Charles Richard Lee, now 26, is charged with murder and assault on a child causing death involving the Dec. 2, 2018, drowning of his daughter, Zaraellia Thompson.

The girl -- who had been dropped off a few weeks earlier at her father's home -- died at a hospital after paramedics were summoned to the house in the 1500 block of East 42nd Street. The Los Angeles County coroner's office subsequently classified the girl's death as a homicide.

“Not much about what happened to Zaraellia makes any sense. She was 4 years old when she was dropped off in the care of her father ...'' Deputy District Attorney Colby Cano told the downtown Los Angeles jury hearing the case against Lee.

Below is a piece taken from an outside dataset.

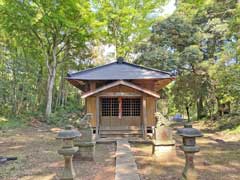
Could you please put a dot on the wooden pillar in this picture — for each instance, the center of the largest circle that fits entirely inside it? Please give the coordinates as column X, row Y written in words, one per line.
column 97, row 117
column 144, row 107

The girl -- who had met her father before but hadn't lived with him for the first years of her life -- was dead about three weeks later, Cano told the jury in his opening statement.

The prosecutor showed jurors a photo of the girl after her death, saying that she had “scalding injuries that are days to weeks old'' and marks, abrasions and scratches, and that her blood was found in the bathroom and near a space heater in the bedroom she had been sharing with her father.

Lee's attorney, Michael Many, told the panel that Lee subsequently told police that what had happened to the girl was “an accident.''

The defense lawyer said there is “no way of proving'' that the girl was intentionally drowned, while acknowledging that Lee's daughter had suffered other earlier injuries that were not life-threatening.

Jurors will be asked to consider “some significant legal issues,'' Lee's attorney said.

Lee spoke to Los Angeles Police Department detectives at the hospital and then went back to the house for a videotaped “re-creation'' in which he told police that he briefly left the girl to get a towel and returned to find her unresponsive in the tub.

Firefighter/paramedic Jesse Pena, who responded to a 911 call about the girl's drowning, testified that he scooped the girl up from the dark bedroom and took her outside to a gurney, where he could see that she had “different types of wounds throughout her body.''

“They were something that was very abnormal,'' Pena told jurors. “We saw the wounds. They were in different stages of healing.''

He said the girl's father -- who rode in the ambulance as she was taken to the hospital -- initially said the other injuries were about two days old and then said they were about two weeks old. The man explained that the girl had been to the beach with her mother and might have gotten an infection from the sand or water, and that she liked to sit next to a heater and could have burned herself, but that he didn't know how she had drowned, according to the prosecution's first witness.

The defendant's mother testified that Lee had introduced the girl to her as his daughter that year, and that she didn't know anything was wrong that day until she heard the sound of fire engines.

Lee, who was 23 at the time, was arrested that day by detectives from the LAPD's Juvenile Division and has remained behind bars since then.